20. RIGHTS AND REMEDIES
Except as expressly provided in the Agreement, the rights and remedies provided under the Agreement are in addition to, and not exclusive of, any rights or remedies provided by law.
21. SEVERANCE
21.1 If any provision or part-provision of the Agreement is or becomes invalid, illegal or
unenforceable, it shall be deemed deleted, but that shall not affect the validity and
enforceability of the rest of the Agreement.
21.2 If any provision or part-provision of the Agreement is deemed deleted under clause 21.1 the parties shall negotiate in good faith to agree a replacement provision that, to the greatest extent possible, achieves the intended commercial result of the original provision.
22. ENTIRE AGREEMENT
22.1 The Agreement constitutes the entire agreement relating to its subject matter
between the parties and supersedes and extinguishes all previous agreements, promises, assurances, warranties, representations and understandings between them, whether written or oral, relating to its subject matter.
22.2 Each party acknowledges that in entering into the Agreement it does not rely on, and shall have no remedies in respect of, any statement, representation, assurance or
warranty (whether made innocently or negligently) that is not set out in the Agreement.
22.3 Each party agrees that it shall have no claim for innocent or negligent
misrepresentation or negligent misstatement based on any statement in the Agreement.
22.4 Nothing in this clause shall limit or exclude any liability for fraud.
23. ASSIGNMENT
23.1 The Client shall not, without the prior written consent of Element Human, assign,
transfer, charge, sub-contract or deal in any other manner with all or any of its rights or
obligations under the Agreement.
23.2 Element Human may at any time assign, transfer, charge, sub-contract or deal in any other manner with all or any of its rights or obligations under the Agreement.
24. NO PARTNERSHIP OR AGENCY
Nothing in the Agreement is intended to or shall operate to create a partnership between the parties, or authorise either party to act as agent for the other, and neither party shall have the authority to act in the name or on behalf of or otherwise to bind the other in any way (including, but not limited to, the making of any representation or warranty, the assumption of any obligation or liability and the exercise of any right or power).
25. THIRD PARTY RIGHTS
The Agreement does not confer any rights on any person or party (other than the parties to the Agreement and, where applicable, their successors and permitted assigns) pursuant to the Contracts (Rights of Third Parties) Act 1999.
26. NOTICES
26.1 Any notice required to be given under the Agreement shall be in writing and shall be delivered by hand or sent by pre-paid first-class post or recorded delivery post to the other party at its address set out in the Agreement, or such other address as may have been notified by that party for such purposes, or sent by email to the other party’s email address as set out in the Agreement (for Element Human, this shall be to
26.2 A notice delivered by hand shall be deemed to have been received when delivered (or if delivery is not in business hours, at 9 am on the first business day following delivery).
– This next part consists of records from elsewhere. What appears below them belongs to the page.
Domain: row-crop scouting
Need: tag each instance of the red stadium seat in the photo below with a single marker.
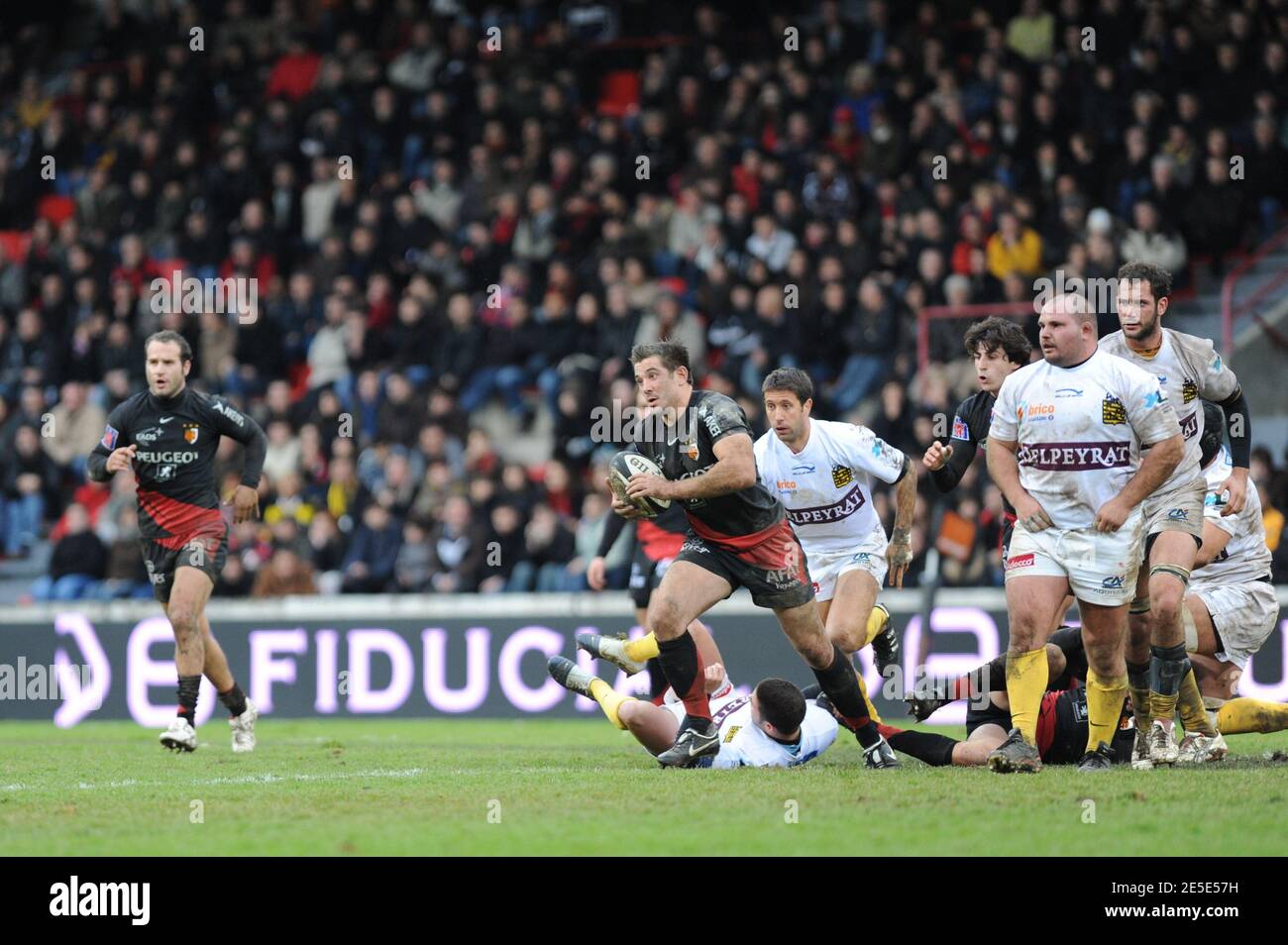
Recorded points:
(619, 93)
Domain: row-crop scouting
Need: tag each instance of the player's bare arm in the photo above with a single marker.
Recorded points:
(1005, 469)
(734, 471)
(900, 549)
(1155, 467)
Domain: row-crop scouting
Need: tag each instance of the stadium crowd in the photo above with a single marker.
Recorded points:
(526, 205)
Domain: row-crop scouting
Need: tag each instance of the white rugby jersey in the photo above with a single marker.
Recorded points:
(827, 485)
(1245, 557)
(743, 744)
(1190, 370)
(1080, 430)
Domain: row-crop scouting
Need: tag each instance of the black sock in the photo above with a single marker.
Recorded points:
(233, 700)
(188, 687)
(657, 682)
(925, 746)
(683, 667)
(841, 686)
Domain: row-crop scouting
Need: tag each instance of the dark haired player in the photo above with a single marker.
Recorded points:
(823, 472)
(1158, 673)
(168, 435)
(776, 726)
(739, 537)
(657, 541)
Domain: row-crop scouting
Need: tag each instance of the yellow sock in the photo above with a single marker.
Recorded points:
(643, 649)
(1190, 704)
(1104, 705)
(1239, 716)
(609, 699)
(1162, 707)
(1025, 682)
(876, 623)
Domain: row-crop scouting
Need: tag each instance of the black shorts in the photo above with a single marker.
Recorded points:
(206, 550)
(773, 568)
(991, 714)
(645, 576)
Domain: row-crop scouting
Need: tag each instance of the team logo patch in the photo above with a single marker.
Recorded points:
(1017, 562)
(1113, 411)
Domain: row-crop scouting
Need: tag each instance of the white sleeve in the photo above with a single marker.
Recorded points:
(1149, 412)
(1218, 381)
(1004, 425)
(871, 454)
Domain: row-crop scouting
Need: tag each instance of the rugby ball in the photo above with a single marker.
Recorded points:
(619, 472)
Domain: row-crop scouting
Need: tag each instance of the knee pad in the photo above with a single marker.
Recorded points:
(1176, 571)
(1192, 632)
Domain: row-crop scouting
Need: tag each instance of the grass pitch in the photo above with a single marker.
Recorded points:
(468, 787)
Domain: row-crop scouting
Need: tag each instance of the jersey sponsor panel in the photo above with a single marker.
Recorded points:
(1186, 368)
(1076, 454)
(827, 486)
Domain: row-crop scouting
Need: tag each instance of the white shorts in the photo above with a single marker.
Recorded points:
(1179, 510)
(1243, 614)
(827, 567)
(1099, 566)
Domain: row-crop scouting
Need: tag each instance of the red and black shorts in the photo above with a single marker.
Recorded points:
(205, 550)
(769, 563)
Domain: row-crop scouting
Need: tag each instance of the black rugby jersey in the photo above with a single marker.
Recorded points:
(176, 438)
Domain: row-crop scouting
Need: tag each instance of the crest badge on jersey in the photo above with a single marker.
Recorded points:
(1113, 411)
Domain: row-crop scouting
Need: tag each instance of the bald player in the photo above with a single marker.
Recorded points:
(1078, 441)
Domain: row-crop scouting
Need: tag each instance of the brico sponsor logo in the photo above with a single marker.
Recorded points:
(1074, 458)
(1190, 426)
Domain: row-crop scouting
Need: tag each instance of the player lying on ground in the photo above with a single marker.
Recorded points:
(774, 726)
(822, 472)
(168, 437)
(739, 536)
(1077, 443)
(1158, 673)
(657, 542)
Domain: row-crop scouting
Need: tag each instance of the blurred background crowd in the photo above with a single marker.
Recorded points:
(434, 330)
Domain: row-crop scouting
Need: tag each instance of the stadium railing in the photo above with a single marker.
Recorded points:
(1231, 310)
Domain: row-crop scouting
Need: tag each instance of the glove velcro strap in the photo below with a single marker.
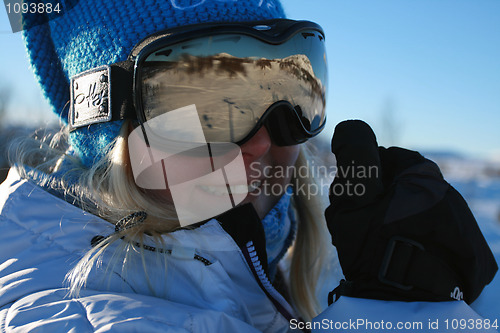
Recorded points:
(408, 266)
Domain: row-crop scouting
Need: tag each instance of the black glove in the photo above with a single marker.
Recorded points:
(401, 231)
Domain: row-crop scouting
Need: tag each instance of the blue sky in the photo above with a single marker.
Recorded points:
(425, 74)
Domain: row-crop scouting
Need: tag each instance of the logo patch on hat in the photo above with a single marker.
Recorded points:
(90, 102)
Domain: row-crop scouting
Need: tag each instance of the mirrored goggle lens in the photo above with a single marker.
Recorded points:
(232, 80)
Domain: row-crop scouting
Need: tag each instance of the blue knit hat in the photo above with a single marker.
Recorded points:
(101, 32)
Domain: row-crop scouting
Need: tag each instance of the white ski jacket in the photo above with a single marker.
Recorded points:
(211, 285)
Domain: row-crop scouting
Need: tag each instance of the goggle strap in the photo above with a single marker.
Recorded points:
(102, 94)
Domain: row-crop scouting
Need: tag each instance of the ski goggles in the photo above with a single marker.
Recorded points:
(240, 76)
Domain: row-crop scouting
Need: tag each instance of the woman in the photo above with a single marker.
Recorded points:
(179, 192)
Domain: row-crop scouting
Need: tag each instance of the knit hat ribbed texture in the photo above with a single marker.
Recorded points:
(101, 32)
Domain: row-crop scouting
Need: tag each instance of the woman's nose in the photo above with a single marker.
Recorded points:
(257, 146)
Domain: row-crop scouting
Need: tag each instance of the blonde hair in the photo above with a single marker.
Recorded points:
(108, 190)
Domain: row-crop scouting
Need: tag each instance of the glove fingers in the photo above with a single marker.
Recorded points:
(395, 160)
(358, 180)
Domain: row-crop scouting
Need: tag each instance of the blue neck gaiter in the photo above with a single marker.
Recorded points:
(279, 227)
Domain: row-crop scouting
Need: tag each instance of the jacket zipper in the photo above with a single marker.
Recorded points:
(250, 254)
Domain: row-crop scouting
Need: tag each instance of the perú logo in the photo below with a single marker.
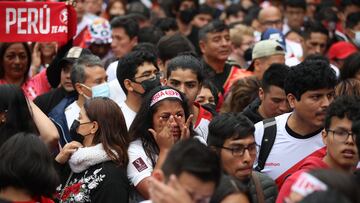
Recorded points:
(63, 16)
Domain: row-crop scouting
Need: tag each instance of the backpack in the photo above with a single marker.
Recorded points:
(267, 142)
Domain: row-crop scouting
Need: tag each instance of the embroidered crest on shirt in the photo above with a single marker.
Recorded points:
(139, 164)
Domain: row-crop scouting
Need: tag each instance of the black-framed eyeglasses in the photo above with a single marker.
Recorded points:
(240, 150)
(149, 75)
(341, 135)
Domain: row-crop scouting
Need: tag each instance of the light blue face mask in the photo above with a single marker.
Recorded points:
(101, 90)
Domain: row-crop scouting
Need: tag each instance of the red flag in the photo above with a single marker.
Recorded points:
(36, 21)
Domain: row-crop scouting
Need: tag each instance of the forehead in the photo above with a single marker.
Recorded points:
(146, 66)
(169, 105)
(234, 140)
(318, 36)
(183, 75)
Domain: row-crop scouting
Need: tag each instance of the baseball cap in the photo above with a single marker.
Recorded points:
(341, 50)
(138, 10)
(265, 48)
(98, 32)
(274, 34)
(73, 54)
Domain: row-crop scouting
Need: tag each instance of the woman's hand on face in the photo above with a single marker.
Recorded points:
(184, 126)
(164, 138)
(67, 151)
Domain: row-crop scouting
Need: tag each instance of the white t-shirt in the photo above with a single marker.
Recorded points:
(111, 71)
(72, 113)
(140, 166)
(129, 114)
(287, 150)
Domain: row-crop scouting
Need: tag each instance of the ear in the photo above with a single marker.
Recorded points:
(95, 127)
(292, 100)
(158, 175)
(202, 46)
(261, 94)
(78, 88)
(128, 85)
(324, 136)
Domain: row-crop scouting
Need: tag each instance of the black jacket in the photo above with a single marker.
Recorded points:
(251, 111)
(103, 182)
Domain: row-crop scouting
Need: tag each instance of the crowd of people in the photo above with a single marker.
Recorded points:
(186, 101)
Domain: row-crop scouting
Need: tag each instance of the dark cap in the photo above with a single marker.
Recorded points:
(138, 10)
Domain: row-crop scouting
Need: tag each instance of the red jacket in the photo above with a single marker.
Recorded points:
(309, 164)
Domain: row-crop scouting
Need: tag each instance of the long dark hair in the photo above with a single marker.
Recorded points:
(4, 47)
(112, 131)
(143, 121)
(26, 163)
(18, 117)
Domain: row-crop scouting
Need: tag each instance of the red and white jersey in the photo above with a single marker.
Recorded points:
(201, 126)
(289, 149)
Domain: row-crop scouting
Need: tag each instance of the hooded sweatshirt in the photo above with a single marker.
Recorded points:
(310, 164)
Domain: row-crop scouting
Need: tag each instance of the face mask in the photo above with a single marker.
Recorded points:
(187, 15)
(150, 84)
(75, 136)
(357, 38)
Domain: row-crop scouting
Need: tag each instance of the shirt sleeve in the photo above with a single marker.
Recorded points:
(140, 165)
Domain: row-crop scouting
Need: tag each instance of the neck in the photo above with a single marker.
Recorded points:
(17, 81)
(301, 126)
(262, 112)
(133, 101)
(216, 65)
(14, 194)
(183, 28)
(240, 60)
(333, 165)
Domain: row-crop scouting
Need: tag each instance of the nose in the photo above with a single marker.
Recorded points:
(246, 156)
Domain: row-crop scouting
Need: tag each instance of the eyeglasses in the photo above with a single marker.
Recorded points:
(240, 150)
(341, 135)
(149, 75)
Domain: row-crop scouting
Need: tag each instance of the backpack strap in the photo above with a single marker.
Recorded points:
(267, 142)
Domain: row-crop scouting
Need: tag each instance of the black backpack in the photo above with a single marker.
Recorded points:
(267, 142)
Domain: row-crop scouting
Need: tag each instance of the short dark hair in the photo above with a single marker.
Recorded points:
(166, 24)
(309, 75)
(314, 27)
(295, 3)
(171, 46)
(229, 125)
(185, 62)
(229, 185)
(77, 74)
(352, 20)
(275, 75)
(144, 121)
(129, 25)
(150, 34)
(341, 107)
(26, 163)
(212, 27)
(351, 66)
(128, 65)
(192, 156)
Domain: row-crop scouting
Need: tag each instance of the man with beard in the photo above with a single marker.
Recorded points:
(231, 136)
(137, 73)
(215, 45)
(309, 88)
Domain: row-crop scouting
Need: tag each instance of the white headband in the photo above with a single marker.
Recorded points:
(163, 94)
A correctly addressed notice sent by pre-paid first-class post or recorded delivery post shall be deemed to have been received at the time at which it would have been delivered in the normal course of post. A notice sent by email shall be deemed to have been received at the time of transmission (as shown by the timed printout obtained by the sender).
27. GOVERNING LAW
The Agreement and any dispute or claim arising out of or in connection with it or its
subject matter or formation (including non-contractual disputes or claims) shall be
governed by and construed in accordance with the law of England and Wales.
28. JURISDICTION
Each party irrevocably agrees that the courts of England and Wales shall have exclusive jurisdiction to settle any dispute or claim arising out of or in connection with the Agreement or its subject matter or formation (including non-contractual disputes or claims).